Stranraer’s ambition to redefine itself as a waterfront destination is set to receive a boost this week with the opening of Gateway to Galloway; a community-led visitor information centre and community hub based at Stranraer Harbour.

Developed by community organisation, Stranraer Development Trust, Gateway to Galloway is the culmination of three years of planning for the group, as they take over the striking art deco clock tower and former harbour master building, recently refurbished by Dumfries and Galloway Council.

The goal of Gateway to Galloway is to establish a tourism focal point for visitors to the town which will showcase the wealth of things to do and experience in Stranraer and the wider Galloway area.  The information centre will also promote local businesses, produce and crafts; as well as providing volunteering opportunities and space for community groups to showcase their activities.

It is hoped that Gateway to Galloway will replicate the success of Stranraer Oyster Festival, also organised by Stranraer Development Trust, in putting Stranraer on the map as one of Scotland’s up and coming destinations.

Romano Petrucci, Chair of Stranraer Development Trust, said:

“The purpose of Gateway to Galloway is to let people know what we have in this area, not necessarily to tell people the fastest way to get to Glasgow or the Lake District, but to promote the amazing things we have in Galloway and encourage them to spend time here. To explore Port Logan and Portpatrick, to visit Whithorn and Wigtown, to be amazed by the Mull of Galloway and to spend time enjoying Stranraer itself.

“When it was announced that the former Tourist Information Centre was to close a few years ago, just as the community was committing to developing tourism, it was the last thing we wanted to hear.  At the time we had just held our hugely successful first Oyster Festival, we knew we needed a tourism hub for Stranraer, and we spent a lot of time looking at other examples of community-run information centres.

“We are really serious about promoting this area, and we’ve gone to great lengths to secure a stunning building with the assistance of our local council to help make that happen. What an incredible thing it is for the Development Trust to now be based in the marina overlooking the native oyster beds, watching our dream expand to include all things relating to local tourism.
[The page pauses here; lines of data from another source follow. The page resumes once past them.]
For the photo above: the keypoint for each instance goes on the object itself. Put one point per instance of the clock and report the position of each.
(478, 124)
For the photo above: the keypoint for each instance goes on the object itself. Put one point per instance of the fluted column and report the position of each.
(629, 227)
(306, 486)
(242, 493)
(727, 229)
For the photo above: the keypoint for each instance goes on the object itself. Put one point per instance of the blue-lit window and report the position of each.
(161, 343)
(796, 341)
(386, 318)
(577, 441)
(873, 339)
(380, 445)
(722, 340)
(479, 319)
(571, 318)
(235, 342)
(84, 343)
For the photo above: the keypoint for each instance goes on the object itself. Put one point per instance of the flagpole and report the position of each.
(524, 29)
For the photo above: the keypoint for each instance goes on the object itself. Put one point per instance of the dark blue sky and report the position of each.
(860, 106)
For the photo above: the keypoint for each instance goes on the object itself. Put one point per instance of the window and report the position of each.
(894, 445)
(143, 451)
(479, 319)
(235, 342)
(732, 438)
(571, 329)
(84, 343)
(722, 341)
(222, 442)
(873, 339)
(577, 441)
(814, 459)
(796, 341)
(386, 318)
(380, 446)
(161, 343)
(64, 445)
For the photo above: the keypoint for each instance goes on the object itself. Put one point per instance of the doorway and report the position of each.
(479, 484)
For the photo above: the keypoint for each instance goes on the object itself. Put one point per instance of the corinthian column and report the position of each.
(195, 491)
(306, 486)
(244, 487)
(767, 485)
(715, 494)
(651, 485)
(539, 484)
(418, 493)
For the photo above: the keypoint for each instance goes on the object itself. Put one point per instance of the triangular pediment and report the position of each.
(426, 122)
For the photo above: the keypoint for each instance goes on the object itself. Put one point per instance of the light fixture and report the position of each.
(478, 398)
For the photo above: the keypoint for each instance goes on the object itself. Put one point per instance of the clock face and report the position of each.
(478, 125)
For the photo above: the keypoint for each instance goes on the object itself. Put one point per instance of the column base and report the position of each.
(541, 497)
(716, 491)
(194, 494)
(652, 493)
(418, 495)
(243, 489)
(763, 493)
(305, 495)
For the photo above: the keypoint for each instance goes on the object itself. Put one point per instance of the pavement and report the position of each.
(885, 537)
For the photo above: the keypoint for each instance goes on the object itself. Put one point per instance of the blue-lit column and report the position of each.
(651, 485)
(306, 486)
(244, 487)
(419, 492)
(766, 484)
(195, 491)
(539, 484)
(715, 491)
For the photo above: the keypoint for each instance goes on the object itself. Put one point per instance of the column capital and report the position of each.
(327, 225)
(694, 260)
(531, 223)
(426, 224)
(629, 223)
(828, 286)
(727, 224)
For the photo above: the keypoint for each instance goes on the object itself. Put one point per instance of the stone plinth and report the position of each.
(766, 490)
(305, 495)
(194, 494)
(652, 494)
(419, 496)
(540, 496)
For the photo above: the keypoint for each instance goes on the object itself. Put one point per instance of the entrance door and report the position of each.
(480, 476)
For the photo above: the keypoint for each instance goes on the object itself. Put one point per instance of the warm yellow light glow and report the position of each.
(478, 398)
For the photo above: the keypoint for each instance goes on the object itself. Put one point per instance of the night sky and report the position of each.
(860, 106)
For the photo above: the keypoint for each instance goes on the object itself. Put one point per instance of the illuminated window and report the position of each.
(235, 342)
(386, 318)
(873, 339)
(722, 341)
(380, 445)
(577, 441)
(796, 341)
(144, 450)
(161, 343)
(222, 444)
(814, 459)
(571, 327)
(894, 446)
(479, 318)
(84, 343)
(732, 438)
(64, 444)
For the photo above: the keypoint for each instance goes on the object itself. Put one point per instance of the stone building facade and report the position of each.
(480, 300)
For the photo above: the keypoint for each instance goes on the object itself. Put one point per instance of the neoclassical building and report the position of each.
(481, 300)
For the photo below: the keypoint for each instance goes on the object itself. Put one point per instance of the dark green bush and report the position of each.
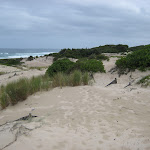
(30, 58)
(11, 62)
(91, 65)
(136, 60)
(63, 65)
(102, 57)
(145, 81)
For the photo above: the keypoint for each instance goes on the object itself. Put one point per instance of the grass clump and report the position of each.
(145, 81)
(136, 60)
(63, 65)
(91, 65)
(11, 62)
(2, 73)
(76, 78)
(19, 90)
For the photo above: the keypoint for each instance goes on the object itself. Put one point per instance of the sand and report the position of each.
(92, 117)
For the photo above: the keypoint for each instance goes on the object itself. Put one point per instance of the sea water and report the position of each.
(6, 53)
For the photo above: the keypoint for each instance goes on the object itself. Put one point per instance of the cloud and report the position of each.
(75, 20)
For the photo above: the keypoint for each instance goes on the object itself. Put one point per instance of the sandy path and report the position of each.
(82, 118)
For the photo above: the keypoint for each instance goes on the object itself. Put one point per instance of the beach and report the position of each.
(92, 117)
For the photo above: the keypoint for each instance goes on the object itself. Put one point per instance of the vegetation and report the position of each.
(89, 52)
(11, 62)
(139, 59)
(91, 65)
(145, 81)
(67, 66)
(30, 58)
(19, 90)
(141, 47)
(1, 73)
(62, 65)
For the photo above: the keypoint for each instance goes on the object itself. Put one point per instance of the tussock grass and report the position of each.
(19, 90)
(145, 81)
(76, 78)
(2, 73)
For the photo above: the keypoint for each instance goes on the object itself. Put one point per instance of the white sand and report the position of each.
(82, 118)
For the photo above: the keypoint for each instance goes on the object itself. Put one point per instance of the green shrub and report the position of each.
(102, 57)
(34, 84)
(145, 81)
(4, 99)
(91, 65)
(17, 91)
(60, 79)
(63, 65)
(85, 78)
(76, 78)
(30, 58)
(137, 60)
(11, 62)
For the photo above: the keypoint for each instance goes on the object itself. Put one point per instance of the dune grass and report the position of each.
(19, 90)
(2, 73)
(145, 81)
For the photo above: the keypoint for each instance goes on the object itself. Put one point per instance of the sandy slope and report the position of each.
(82, 118)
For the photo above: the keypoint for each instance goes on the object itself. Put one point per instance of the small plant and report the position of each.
(63, 65)
(30, 58)
(76, 78)
(136, 60)
(102, 57)
(145, 81)
(85, 78)
(91, 65)
(17, 91)
(2, 73)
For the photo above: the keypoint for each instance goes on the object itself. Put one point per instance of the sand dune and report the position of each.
(91, 117)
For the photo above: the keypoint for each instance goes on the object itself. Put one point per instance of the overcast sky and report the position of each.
(73, 23)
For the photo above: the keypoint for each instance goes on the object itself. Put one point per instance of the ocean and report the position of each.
(6, 53)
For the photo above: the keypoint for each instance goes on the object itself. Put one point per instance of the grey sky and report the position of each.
(73, 23)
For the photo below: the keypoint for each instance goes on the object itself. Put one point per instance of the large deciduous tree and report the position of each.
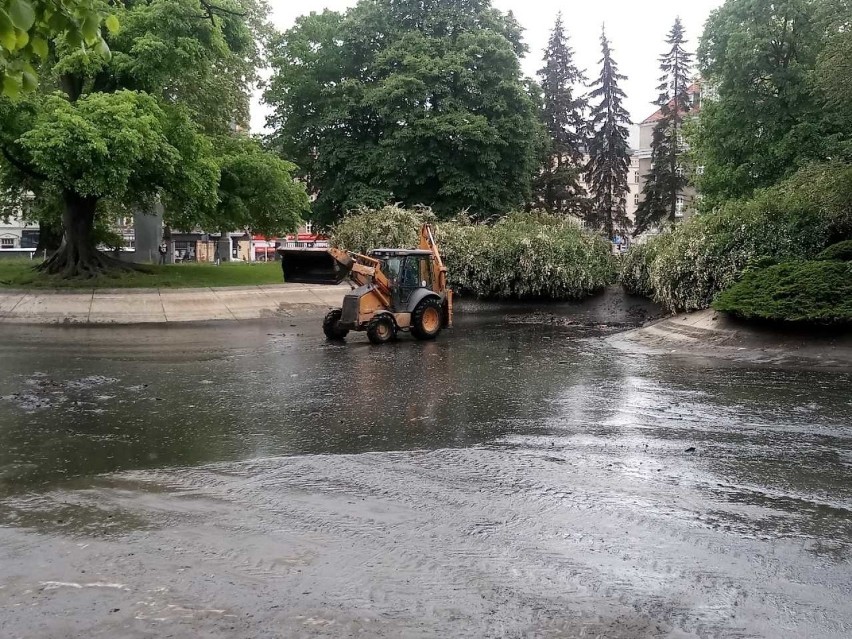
(559, 187)
(667, 178)
(144, 121)
(411, 101)
(609, 152)
(768, 116)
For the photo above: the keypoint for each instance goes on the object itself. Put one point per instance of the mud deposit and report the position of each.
(514, 479)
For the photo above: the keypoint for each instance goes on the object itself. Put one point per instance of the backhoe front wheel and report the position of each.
(381, 329)
(331, 326)
(426, 319)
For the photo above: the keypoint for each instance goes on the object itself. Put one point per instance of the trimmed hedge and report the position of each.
(813, 292)
(840, 252)
(686, 268)
(522, 256)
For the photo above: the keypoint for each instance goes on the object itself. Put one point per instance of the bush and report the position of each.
(840, 252)
(525, 255)
(815, 292)
(795, 220)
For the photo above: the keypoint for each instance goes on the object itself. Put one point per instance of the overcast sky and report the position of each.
(636, 29)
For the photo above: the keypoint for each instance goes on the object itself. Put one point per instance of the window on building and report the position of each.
(29, 239)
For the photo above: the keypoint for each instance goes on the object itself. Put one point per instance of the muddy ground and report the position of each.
(521, 477)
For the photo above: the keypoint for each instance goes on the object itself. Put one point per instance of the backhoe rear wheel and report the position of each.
(331, 326)
(426, 319)
(381, 329)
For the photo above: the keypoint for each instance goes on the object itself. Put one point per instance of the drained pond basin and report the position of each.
(520, 477)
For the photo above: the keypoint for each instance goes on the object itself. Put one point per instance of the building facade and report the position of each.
(18, 235)
(688, 198)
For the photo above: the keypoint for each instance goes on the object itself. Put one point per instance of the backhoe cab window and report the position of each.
(392, 267)
(408, 272)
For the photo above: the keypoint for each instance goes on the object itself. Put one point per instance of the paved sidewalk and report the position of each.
(143, 306)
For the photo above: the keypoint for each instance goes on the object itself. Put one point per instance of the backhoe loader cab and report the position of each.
(393, 290)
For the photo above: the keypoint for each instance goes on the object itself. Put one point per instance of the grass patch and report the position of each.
(792, 293)
(22, 274)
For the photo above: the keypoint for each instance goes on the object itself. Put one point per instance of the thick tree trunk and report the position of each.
(49, 237)
(77, 255)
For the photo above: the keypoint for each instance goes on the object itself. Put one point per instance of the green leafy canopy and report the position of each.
(412, 101)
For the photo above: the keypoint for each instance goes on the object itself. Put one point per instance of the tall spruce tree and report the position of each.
(558, 187)
(609, 152)
(665, 181)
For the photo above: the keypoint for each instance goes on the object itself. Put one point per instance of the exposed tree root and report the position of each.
(84, 263)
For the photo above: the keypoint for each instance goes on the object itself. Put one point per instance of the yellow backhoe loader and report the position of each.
(392, 289)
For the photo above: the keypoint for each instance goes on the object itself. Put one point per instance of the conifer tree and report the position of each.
(558, 188)
(666, 181)
(609, 152)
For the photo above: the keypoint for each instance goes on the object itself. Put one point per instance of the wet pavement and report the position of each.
(520, 477)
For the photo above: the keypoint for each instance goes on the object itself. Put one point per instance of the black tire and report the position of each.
(331, 326)
(427, 319)
(381, 329)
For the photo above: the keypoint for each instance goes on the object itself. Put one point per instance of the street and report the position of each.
(519, 477)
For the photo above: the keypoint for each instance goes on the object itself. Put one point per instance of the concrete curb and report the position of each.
(161, 306)
(711, 334)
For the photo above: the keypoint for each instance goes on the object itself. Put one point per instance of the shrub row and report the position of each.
(524, 255)
(812, 292)
(686, 268)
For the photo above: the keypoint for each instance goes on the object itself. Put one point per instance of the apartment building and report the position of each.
(17, 235)
(686, 200)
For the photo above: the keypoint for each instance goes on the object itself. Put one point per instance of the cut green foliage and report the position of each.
(685, 269)
(390, 227)
(522, 256)
(840, 252)
(794, 293)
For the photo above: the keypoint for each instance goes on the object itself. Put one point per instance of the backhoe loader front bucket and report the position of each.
(310, 266)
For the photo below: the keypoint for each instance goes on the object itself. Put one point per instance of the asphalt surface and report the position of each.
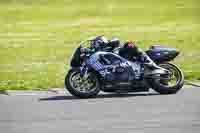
(108, 113)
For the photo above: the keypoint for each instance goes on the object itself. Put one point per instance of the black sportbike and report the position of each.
(106, 70)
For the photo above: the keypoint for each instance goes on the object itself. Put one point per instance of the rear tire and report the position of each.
(164, 88)
(74, 91)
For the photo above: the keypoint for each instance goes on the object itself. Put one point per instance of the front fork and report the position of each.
(84, 72)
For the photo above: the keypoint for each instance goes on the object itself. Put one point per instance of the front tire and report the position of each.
(82, 88)
(163, 87)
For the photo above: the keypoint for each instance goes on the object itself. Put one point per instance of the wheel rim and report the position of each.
(82, 85)
(174, 76)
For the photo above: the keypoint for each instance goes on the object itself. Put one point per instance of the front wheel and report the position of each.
(82, 87)
(171, 85)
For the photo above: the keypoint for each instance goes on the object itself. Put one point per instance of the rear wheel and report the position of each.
(173, 83)
(82, 87)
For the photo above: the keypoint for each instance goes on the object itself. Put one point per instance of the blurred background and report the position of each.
(37, 37)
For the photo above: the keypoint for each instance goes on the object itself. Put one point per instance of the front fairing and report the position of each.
(76, 60)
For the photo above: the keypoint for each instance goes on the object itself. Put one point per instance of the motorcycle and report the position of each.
(105, 70)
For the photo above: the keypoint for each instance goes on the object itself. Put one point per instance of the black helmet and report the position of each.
(99, 42)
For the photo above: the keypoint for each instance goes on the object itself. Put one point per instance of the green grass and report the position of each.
(37, 38)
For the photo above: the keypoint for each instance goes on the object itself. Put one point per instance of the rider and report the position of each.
(129, 50)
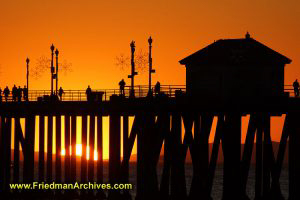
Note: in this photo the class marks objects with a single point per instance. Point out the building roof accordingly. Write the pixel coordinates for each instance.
(235, 51)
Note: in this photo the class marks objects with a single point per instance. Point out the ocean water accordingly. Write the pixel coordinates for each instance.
(217, 184)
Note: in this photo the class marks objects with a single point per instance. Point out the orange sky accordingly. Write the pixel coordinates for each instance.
(91, 33)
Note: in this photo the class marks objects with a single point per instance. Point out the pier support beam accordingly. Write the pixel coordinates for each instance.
(232, 154)
(114, 152)
(294, 161)
(178, 184)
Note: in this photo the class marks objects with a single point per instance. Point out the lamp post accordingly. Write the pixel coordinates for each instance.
(27, 73)
(133, 72)
(150, 63)
(56, 75)
(52, 67)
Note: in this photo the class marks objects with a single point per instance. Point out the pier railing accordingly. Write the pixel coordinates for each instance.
(140, 91)
(80, 95)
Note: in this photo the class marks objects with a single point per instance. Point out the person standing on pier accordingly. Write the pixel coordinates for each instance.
(60, 93)
(88, 93)
(14, 92)
(25, 93)
(296, 88)
(122, 87)
(6, 93)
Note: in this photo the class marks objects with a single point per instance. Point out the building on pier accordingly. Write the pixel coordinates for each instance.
(230, 68)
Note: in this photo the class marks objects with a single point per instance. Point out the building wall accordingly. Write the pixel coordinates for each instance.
(232, 81)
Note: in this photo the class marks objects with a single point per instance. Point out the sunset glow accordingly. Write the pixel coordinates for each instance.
(79, 152)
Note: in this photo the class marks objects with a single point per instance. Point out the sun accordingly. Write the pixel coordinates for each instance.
(79, 152)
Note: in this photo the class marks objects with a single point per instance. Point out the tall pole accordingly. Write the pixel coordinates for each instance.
(52, 67)
(133, 72)
(56, 76)
(150, 63)
(27, 73)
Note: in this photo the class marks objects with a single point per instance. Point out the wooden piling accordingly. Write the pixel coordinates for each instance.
(267, 154)
(100, 194)
(248, 149)
(232, 154)
(18, 134)
(114, 151)
(41, 147)
(73, 144)
(58, 149)
(67, 149)
(29, 150)
(49, 148)
(258, 165)
(84, 145)
(7, 152)
(294, 149)
(178, 183)
(91, 150)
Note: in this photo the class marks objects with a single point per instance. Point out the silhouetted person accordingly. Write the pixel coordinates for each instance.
(25, 93)
(88, 93)
(14, 93)
(296, 88)
(157, 88)
(60, 93)
(19, 94)
(122, 87)
(6, 93)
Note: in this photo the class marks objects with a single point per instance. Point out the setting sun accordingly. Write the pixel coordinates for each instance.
(79, 152)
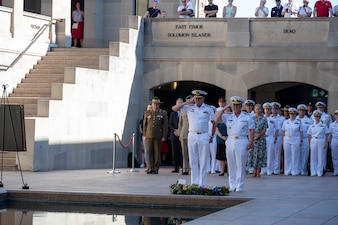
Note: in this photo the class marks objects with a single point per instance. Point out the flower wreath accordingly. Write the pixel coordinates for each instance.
(194, 189)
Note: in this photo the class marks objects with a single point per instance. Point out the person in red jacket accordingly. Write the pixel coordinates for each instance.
(322, 8)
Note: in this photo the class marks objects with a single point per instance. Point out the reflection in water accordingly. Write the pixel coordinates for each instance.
(17, 217)
(24, 213)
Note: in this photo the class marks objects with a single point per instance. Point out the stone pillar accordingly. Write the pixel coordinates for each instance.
(93, 23)
(46, 7)
(241, 93)
(17, 27)
(60, 9)
(332, 102)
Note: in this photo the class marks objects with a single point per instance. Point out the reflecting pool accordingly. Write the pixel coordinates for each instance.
(53, 214)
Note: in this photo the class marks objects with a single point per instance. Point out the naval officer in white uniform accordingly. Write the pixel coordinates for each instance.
(240, 127)
(199, 116)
“Gateway to Galloway will be for the people of our community as much as for those who visit our town. We are really excited at the number of local businesses that Gateway to Galloway can support and promote, there is just so much going on, and we are astonished at the abundance of quality that there is here. Our job is to inspire every visitor to Stranraer to see all the incredible things there are to do, to return and to encourage their friends and family to visit too.

On a day to day basis, Gateway to Galloway will be run by Vanessa Gracie and Amanda Horberry. Vanessa said:

“We have been enjoying getting everything set up and creating content for visitors and locals. It has been a great chance to network with our local community and we hope to continue this in the future. One of the things we’re keen to do is work with local businesses and artists, to increase our range of local arts, crafts and local produce.  We already have some fantastic work for sale by Galloway businesses such as Curlytale Books, Zany Zoo, Molten Fire and Studio 17 and we’re keen to expand our range to provide a window onto the work of the people of Galloway.“

Amanda commented:

“There has been a buzz already about town, with people wanting to know when we are opening, what we can offer and for some how they can be part of this. We would love our community to be part of Gateway to Galloway, so if there are members of the community who may wish to share their knowledge and skills by volunteering their time assisting in the hub, please pop in or get in touch.”

Douglas McMillan of McMillan Hotels said Gateway to Galloway will be important in establishing Stranraer as a destination, particularly when international tourism returns.  He commented:

“I see it as a focal point for marketing and information, of the Rhins in particular. This facility helps to establish Stranraer as a serious destination that can help our town meet the needs of visitors as our tourism reputation grows.

“If we are able to attract even just a fraction of the volume of visitors going through the north channel route ferries, and encourage them to spend a few days exploring the local area, then that would transform Galloway’s visitor economy.  When the travel trade returns we hope to get Stranraer established on itineraries as a place to stop, and we’ll be encouraging operators to draw up itineraries through Dumfries & Galloway before heading on the boat.

“This is obviously an unusual year in terms of tourism, but in the longer term we are looking to do a great deal with the Gateway to Galloway hub, like offering guide-led town tours, taking people up through the historic sites and round the town trail.

“Gateway to Galloway is about amplifying our tourism offer, inspiring visitors to make the most of our local area and encouraging them to linger and to spend their time and their money in our communities. The important thing is that we now have the facilities in place so that we can hit the ground running for Stranraer when international tourism opens back up.”

Gateway to Galloway is launching on Friday 2nd July with a drop in for local businesses, between 10am and 2pm.